Hybrid retrieval vs dense-only
Hybrid won on 47/50 of our eval cases. Dense-only missed exact-term matches (counterparty names, clause numbers) that BM25 caught reliably.
§5Build plan (9 weeks)
| Weeks | Milestone | Demo |
|---|---|---|
| 1–2 | Extraction + chunking pipeline; 1k-doc smoke test | Confluence dump |
| 3–4 | Indexing + hybrid retrieval; eval set v1 (200 cases) | Live retrieval demo |
| 5–6 | Generator integration; eval set v2 (380 cases); reranker tuning | End-to-end flow |
| 7–8 | Production hardening: observability, rate limits, fallbacks | Staging cutover |
| 9 | Production deploy + handover docs + runbook | Production use |
§6Cost projection (steady state)
- Sonnet 4.6 inference: ~$890 / mo (5k queries/day, ~6k input tokens / 500 output)

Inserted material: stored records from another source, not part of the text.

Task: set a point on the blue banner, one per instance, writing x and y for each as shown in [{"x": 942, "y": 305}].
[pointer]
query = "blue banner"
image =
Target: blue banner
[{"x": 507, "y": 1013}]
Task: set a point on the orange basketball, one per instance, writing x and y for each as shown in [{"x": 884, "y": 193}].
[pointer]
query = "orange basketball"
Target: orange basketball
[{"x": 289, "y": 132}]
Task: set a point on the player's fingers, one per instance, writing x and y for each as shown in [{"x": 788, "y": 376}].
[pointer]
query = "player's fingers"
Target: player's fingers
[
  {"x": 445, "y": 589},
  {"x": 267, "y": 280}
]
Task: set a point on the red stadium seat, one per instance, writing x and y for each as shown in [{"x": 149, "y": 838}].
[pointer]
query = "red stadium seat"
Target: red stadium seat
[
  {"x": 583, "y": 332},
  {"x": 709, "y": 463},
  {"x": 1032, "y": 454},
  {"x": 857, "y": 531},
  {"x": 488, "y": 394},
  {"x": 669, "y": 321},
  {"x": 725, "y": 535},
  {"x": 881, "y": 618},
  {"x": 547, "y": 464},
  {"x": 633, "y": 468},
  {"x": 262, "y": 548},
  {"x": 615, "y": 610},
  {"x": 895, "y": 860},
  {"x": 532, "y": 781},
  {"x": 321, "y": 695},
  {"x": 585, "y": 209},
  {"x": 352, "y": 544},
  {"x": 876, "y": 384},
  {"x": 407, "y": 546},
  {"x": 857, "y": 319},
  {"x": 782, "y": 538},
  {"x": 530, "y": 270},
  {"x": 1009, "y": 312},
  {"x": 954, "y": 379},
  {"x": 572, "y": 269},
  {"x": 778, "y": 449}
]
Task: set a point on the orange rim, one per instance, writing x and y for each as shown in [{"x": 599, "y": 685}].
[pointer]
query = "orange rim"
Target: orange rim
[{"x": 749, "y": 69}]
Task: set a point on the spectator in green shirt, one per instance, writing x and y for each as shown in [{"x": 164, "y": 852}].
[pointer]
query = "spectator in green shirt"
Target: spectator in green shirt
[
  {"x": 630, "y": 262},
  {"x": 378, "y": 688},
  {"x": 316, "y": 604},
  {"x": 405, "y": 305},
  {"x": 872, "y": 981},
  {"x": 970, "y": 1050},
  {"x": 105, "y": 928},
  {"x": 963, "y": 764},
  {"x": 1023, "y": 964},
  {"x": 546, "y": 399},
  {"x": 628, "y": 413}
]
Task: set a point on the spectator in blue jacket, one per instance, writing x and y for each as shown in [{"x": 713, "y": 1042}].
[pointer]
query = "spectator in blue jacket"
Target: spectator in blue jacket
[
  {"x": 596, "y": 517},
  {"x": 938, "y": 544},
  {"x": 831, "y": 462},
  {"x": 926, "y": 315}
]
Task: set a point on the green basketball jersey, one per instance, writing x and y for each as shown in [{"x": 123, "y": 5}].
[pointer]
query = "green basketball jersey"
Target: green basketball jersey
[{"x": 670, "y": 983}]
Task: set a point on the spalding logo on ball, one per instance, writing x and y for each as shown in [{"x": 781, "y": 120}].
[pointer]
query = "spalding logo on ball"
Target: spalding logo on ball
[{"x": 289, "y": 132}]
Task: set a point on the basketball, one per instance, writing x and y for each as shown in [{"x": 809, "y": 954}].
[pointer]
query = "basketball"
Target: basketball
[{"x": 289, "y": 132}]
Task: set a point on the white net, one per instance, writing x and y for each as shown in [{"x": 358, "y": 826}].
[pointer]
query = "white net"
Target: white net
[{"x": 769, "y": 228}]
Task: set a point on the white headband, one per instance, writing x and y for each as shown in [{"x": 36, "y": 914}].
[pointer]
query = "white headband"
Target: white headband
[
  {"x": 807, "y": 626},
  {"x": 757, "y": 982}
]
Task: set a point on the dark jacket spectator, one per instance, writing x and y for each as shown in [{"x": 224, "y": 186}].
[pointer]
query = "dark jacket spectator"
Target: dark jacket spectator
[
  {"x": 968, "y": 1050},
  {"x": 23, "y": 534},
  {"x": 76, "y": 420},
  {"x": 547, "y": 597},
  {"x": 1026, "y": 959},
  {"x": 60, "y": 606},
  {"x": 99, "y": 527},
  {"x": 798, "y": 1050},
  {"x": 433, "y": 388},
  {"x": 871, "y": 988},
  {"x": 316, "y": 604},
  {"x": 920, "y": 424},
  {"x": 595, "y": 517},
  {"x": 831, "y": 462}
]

- Embedding + reranker: ~$110 / mo
- pgvector hosting (existing Postgres, marginal): ~$0 / mo
- LangSmith Pro: $99 / mo
- Datadog (assumed allocation): ~$300 / mo
- Total: ~$1,400 / mo at projected volume
Cost optimizations baked in from day one: aggressive prompt caching (system prompt + retrieved docs), output-length cap at 600 tokens, intent-router that sends classification-only queries to Haiku.
§7Risks & mitigations
PDF extraction fidelity
Risk: 8% of source PDFs have embedded scanned pages where text extraction fails silently. Mitigation: two-pass extractor that detects empty extracted regions and falls back to Claude Vision OCR. Adds $40/mo at projected volume; eliminates the failure mode.
Near-duplicate retrieval
Risk: ~30% of contracts share boilerplate sections. Naive retrieval surfaces multiple chunks of identical text. Mitigation: deduplicate retrieval results by content hash before passing to the model.
Answer hallucination on ambiguous questions
Risk: model invents answers when retrieved context is insufficient. Mitigation: explicit "insufficient context" response path with structured output schema, validated in evals.
§8What we are not doing (and why)
- Fine-tuning a custom model. Not yet — base Sonnet 4.6 with good retrieval clears your accuracy bar in eval. Revisit after 6 months of production data if there are systematic question classes we miss.
- Graph RAG. Your queries are largely single-document factual lookups, not multi-hop reasoning over relationships. Graph RAG would add complexity without a measurable win on this dataset.
- An agent loop. Single-pass RAG meets the spec. Adding an agent would multiply latency and cost without a benefit on the user research we ran.
§9Handover & ownership
All code lives in your monorepo from day one. Infra runs in your AWS account. We deliver a written runbook covering common failure modes, an updated architecture diagram, the eval harness with seed cases, and a 30-minute Loom walkthrough of the codebase for your engineering team.